The bottom incisors grow continually and will need trimmed occasionally. The bottom teeth should meet with the top palate of the alpaca. If the teeth extend beyond the top palate, they need to be trimmed. Tooth trimming can be done with a variety of tools, including a Dremel with a grinding wheel or cutting disc, OB wire, or specially designed tools for trimming alpaca teeth.
At Shootin’ Stars Farm Suri Alpacas, we use OB wire to trim and a Dremel to smooth the tooth. We can show you how to trim your alpacas’ teeth, or do it for you.
For years, the standard protocol was to monthly deworm alpacas. This has led to resistant strands of parasites. The current recommendation is to do fecal examinations, and deworm according to the results. A follow-up fecal should be done 2-3 weeks after treatment to confirm that the treatment worked.
Meningeal worm (parelaphostronglyus) is a major concern for alpaca owners that live in an area with white tail deer. This worm causes damage to the central nervous system and may result in death. Ivermectin or doramectin is used to treat this parasite. Doramectin (Dectomax) should be given every 45 days, and Ivermectin (Ivomec) should be given every 30 days. These need to be given SQ, which means just under the skin. If it is given IM, in the muscle, the drug will metabolize quicker and need to be administered more frequently. Also, the pour-on type is not effective on alpacas. The doramectin and ivermectin dose is 1cc per 50 pounds of body weight.
The following are also common parasites that effect alpacas:
Nematodirus(stomach worms) or Trichuris(whipworms)
These parasites are notoriously variable egg shedders. Even one egg identified on a fecal exam suggests a problem. Aggressive treatment may be required. Oral dose fenbendazole at 20mg/kg for 5 consecutive days.
Typically, a single dose of ivermectin, fenbendazole or albendazole is adequate for most strongyles. In cases where heavy burdens are seen, alpacas should be treated for 3-5 days at 20mg/kg dose of fenbendazole. If an animal is severely thin, a 3-5 day course should be considered.

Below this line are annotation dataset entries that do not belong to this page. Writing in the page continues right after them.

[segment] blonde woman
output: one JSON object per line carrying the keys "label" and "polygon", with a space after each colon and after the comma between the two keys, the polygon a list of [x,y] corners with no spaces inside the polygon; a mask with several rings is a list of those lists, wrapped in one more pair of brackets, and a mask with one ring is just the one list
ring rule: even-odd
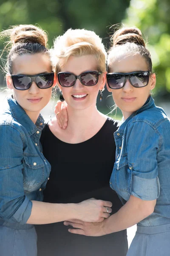
{"label": "blonde woman", "polygon": [[[121,207],[109,185],[118,123],[96,105],[106,82],[106,58],[101,38],[92,31],[69,29],[54,43],[52,59],[68,121],[62,130],[54,118],[43,131],[43,152],[51,165],[45,202],[72,203],[93,197],[110,201],[113,213]],[[41,256],[125,256],[128,250],[125,230],[94,238],[70,234],[62,222],[36,229]]]}
{"label": "blonde woman", "polygon": [[0,115],[0,254],[36,256],[34,224],[73,217],[101,221],[109,216],[111,203],[41,201],[51,166],[40,143],[44,126],[40,113],[56,83],[47,35],[36,26],[20,25],[0,35],[10,38],[6,83],[12,96]]}

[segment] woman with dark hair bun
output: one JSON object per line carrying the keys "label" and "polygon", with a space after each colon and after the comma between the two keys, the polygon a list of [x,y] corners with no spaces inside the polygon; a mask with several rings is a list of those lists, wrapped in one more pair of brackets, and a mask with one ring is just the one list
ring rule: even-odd
{"label": "woman with dark hair bun", "polygon": [[0,254],[36,256],[34,224],[73,218],[101,221],[110,216],[112,204],[94,199],[76,204],[41,202],[51,166],[40,143],[44,126],[40,111],[56,80],[47,36],[29,25],[14,26],[0,36],[10,37],[6,80],[12,91],[0,115]]}
{"label": "woman with dark hair bun", "polygon": [[[123,28],[112,38],[107,87],[123,118],[114,136],[111,188],[123,206],[99,223],[65,221],[73,233],[100,236],[137,224],[127,256],[167,256],[170,250],[170,122],[151,95],[156,79],[141,31]],[[114,251],[112,252],[114,254]]]}

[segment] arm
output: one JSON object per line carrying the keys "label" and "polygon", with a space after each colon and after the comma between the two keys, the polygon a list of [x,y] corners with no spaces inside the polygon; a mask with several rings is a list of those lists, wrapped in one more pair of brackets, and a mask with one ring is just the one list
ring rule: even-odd
{"label": "arm", "polygon": [[101,222],[88,223],[72,220],[65,221],[64,224],[76,228],[69,229],[71,233],[91,236],[104,236],[126,229],[146,218],[153,212],[156,201],[156,200],[145,201],[131,195],[116,213]]}
{"label": "arm", "polygon": [[[159,193],[156,160],[160,144],[159,137],[147,123],[138,122],[129,130],[126,143],[128,172],[132,175],[132,177],[131,195],[129,200],[117,212],[99,224],[98,226],[96,224],[87,224],[79,222],[77,226],[77,221],[74,220],[76,223],[76,227],[74,223],[65,222],[65,224],[70,224],[82,230],[71,230],[70,232],[101,236],[129,227],[153,212]],[[139,136],[139,134],[138,136],[139,131],[142,136]],[[137,143],[134,143],[134,138]]]}
{"label": "arm", "polygon": [[24,136],[9,126],[0,126],[0,218],[9,222],[44,224],[71,218],[102,221],[110,202],[91,199],[78,204],[30,201],[24,191]]}
{"label": "arm", "polygon": [[27,223],[47,224],[77,218],[85,221],[101,221],[110,216],[111,203],[94,199],[79,204],[51,204],[32,201],[31,214]]}

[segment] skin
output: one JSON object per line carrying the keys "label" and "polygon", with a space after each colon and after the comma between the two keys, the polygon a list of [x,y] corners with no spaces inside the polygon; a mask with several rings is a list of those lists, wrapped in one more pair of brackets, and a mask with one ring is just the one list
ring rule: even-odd
{"label": "skin", "polygon": [[[130,73],[135,71],[147,71],[145,59],[139,55],[122,56],[112,64],[110,73]],[[128,80],[124,87],[118,90],[112,90],[107,84],[107,89],[112,93],[114,102],[122,111],[126,119],[134,112],[141,108],[148,98],[150,90],[155,86],[155,73],[150,75],[147,86],[141,88],[133,87]]]}
{"label": "skin", "polygon": [[[125,54],[113,62],[112,67],[110,72],[128,73],[148,70],[145,60],[140,55],[128,56]],[[108,85],[107,88],[112,92],[115,103],[121,109],[126,119],[143,105],[155,84],[155,74],[153,74],[150,76],[148,84],[145,87],[133,87],[129,80],[126,80],[122,88],[111,90]],[[130,195],[126,204],[116,213],[100,223],[72,220],[65,221],[64,224],[76,228],[69,229],[68,231],[71,233],[94,236],[103,236],[123,230],[138,223],[153,212],[156,202],[156,199],[146,201]]]}
{"label": "skin", "polygon": [[[36,75],[51,72],[49,57],[40,53],[18,56],[12,65],[13,75]],[[13,90],[17,102],[35,123],[40,111],[50,101],[52,87],[55,86],[56,81],[54,81],[52,87],[43,90],[38,88],[34,81],[28,90],[23,91],[15,89],[10,75],[6,76],[6,83],[8,88]],[[35,99],[37,99],[37,102],[33,102]]]}
{"label": "skin", "polygon": [[[49,57],[43,53],[23,55],[13,61],[12,74],[36,75],[51,72]],[[9,75],[6,76],[8,88],[13,90],[14,97],[24,109],[32,121],[35,123],[40,111],[51,98],[52,87],[40,89],[33,82],[28,90],[15,89]],[[54,79],[54,85],[56,83]],[[34,99],[38,99],[36,102]],[[46,224],[75,218],[84,221],[101,221],[110,216],[112,203],[91,198],[79,204],[50,204],[32,201],[31,213],[27,223]],[[106,212],[108,207],[108,213]]]}

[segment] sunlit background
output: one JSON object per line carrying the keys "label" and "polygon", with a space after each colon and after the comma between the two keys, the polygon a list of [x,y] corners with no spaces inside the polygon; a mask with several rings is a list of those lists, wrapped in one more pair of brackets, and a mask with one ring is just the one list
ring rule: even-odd
{"label": "sunlit background", "polygon": [[[155,102],[170,116],[170,13],[169,0],[0,0],[0,30],[20,24],[39,25],[48,32],[48,44],[51,47],[54,38],[68,29],[85,28],[95,31],[108,49],[112,25],[122,22],[127,26],[136,26],[147,38],[156,74]],[[0,42],[1,50],[3,44]],[[3,67],[2,63],[1,66]],[[2,69],[0,107],[5,96],[2,88],[6,87]],[[106,89],[103,94],[102,102],[99,97],[97,105],[99,110],[107,114],[114,102]],[[56,101],[56,98],[53,99],[42,111],[46,119],[53,115]],[[113,113],[112,116],[115,114]],[[121,119],[120,111],[118,111],[116,118]],[[129,241],[130,236],[130,234]]]}

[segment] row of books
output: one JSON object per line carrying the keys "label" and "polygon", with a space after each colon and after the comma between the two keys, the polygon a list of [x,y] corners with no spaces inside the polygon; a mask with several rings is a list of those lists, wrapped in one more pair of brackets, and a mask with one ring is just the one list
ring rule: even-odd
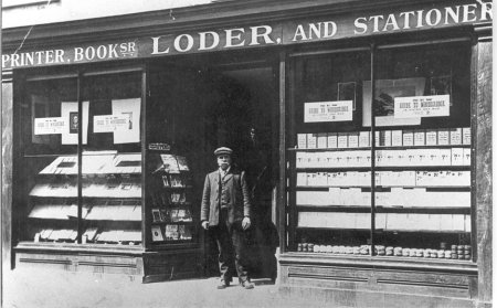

Moniezia and Thysaniezia(tapeworms)
Albendazole has a better efficacy for tapeworm than fenbendazole. A 5-day course of Albendazole dosed at 5.5mg per pound given orally.
Coccidia are protozoan parasites. A first sign of a Coccidia infection is ball stools instead of pellets. It is treated with sulfa drugs (sulfadimethoxine = albon), but is prevented by using specific drugs such as amprolium (Corid) dosed at 25mg per pound of body weight for 5 days. Albon given SQ at 25mg per pound of body weight for 5 days is also effective.
This is NOT an all-inclusive list of parasites or prevention plans. Always, always, always consult your veterinarian!
When giving vaccines, it is important to consult a veterinarian about conditions specific to your location and animals. If the pasture shared with other species of livestock, additional vaccinations may be required.
CD/T is given to crias at 2-3 days old and again at 2-3 weeks of age. Administer 2cc of CD/T SQ (under the skin). When a cria is weaned at 6 months old, another 2cc dose of CD/T is given. At a year old, a 3cc dose is given. Annually vaccinate adult alpacas with 3cc of CD/T SQ.
Rabies vaccinations are commonly used. The dose is 1-2cc. The initial vaccination is two doses 30 days apart. Then an annual 2ml dosage is administered.
Vaccines are available for Leptospira and E. coli, but should only be used if there is a documented problem. There is no correct or incorrect protocol for vaccines. Work with your veterinarian in your area to develop the best vaccination plan for your farm. Once again, always, always, always consult your veterinarian!